Omułki (mule) w białym winie
Będąc nad morzem nie można przeoczyć możliwości skosztowania małży. Omułki, zwane czasem mulami, są jednymi z bardziej popularnych. Zawdzięczają to głównie łatwej hodowli. Prawie wszystkie pochodzą z gospodarstw rybackich, chociaż oczywiście też są poławiane dzikie sztuki. Do hodowli małży doskonale nadają się ciepłe zatoki, często są to ujścia rzek. Jednym z takich miejsc, w których byłem, jest ujście rzeki Krka do Adriatyku w pobliży Szybenika.
Omułki muszą być żywe przed gotowaniem, bo tylko to zapewnia ich świeżość. Dlatego muszle powinny być zamknięte.

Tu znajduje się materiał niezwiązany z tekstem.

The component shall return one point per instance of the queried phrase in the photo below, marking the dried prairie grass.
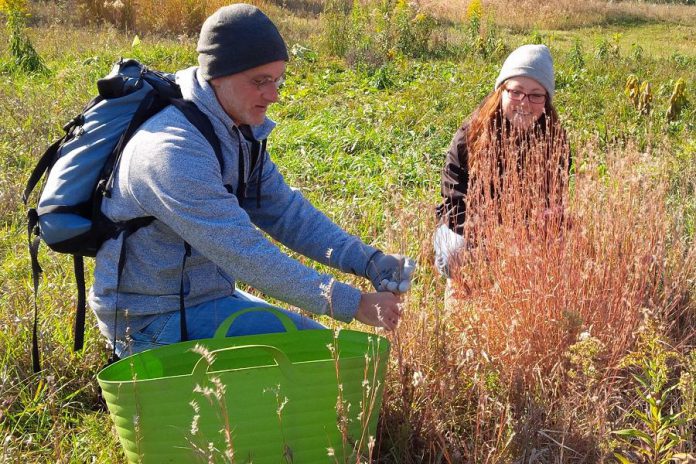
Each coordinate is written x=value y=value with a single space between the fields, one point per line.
x=563 y=14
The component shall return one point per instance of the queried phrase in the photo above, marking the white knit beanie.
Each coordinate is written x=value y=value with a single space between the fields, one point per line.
x=529 y=61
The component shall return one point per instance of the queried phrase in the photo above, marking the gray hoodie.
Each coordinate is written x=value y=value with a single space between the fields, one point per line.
x=169 y=171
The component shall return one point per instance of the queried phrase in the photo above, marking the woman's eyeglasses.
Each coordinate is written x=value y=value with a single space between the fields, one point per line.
x=518 y=95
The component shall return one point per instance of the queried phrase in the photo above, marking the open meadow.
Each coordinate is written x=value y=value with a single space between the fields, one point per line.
x=577 y=349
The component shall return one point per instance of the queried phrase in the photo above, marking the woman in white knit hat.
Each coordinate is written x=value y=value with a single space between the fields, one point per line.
x=511 y=127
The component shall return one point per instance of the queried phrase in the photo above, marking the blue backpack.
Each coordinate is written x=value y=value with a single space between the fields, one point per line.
x=80 y=168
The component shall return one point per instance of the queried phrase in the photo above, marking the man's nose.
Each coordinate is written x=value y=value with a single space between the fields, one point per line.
x=272 y=94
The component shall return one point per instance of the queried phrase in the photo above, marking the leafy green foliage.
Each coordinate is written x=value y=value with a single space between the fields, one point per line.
x=656 y=436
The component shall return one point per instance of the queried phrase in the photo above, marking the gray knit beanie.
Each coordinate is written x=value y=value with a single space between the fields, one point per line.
x=236 y=38
x=530 y=61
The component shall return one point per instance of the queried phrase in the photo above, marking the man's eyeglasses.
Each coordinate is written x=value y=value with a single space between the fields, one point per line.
x=265 y=83
x=518 y=95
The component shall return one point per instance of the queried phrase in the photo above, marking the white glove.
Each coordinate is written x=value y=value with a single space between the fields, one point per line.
x=391 y=273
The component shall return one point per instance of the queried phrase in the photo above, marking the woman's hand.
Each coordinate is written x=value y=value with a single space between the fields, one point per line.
x=380 y=309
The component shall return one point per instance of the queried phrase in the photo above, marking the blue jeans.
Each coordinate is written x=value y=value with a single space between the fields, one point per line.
x=203 y=320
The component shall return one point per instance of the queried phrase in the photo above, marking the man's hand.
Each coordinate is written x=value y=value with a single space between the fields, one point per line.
x=380 y=309
x=391 y=273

Jeżeli nie są, to należy je bezwzględnie wyrzucić. Obecność martwej sztuki w paczcie nie znaczy, że sprzedawca nas oszukał, po prostu nie każda małża przeżywa transport.
Najprostszym sposobem przygotowania omułków jest ich ugotowanie w białym winie z dodatkiem odrobiny masła. Wyśmienicie smakują pokropione świeżym sokiem z cytryny. Ich jedzenie to też niezła zabawa. Zwykle nie używa się do tego sztućców tylko szczypce zrobione z jednej wyjedzonej wcześniej muszli.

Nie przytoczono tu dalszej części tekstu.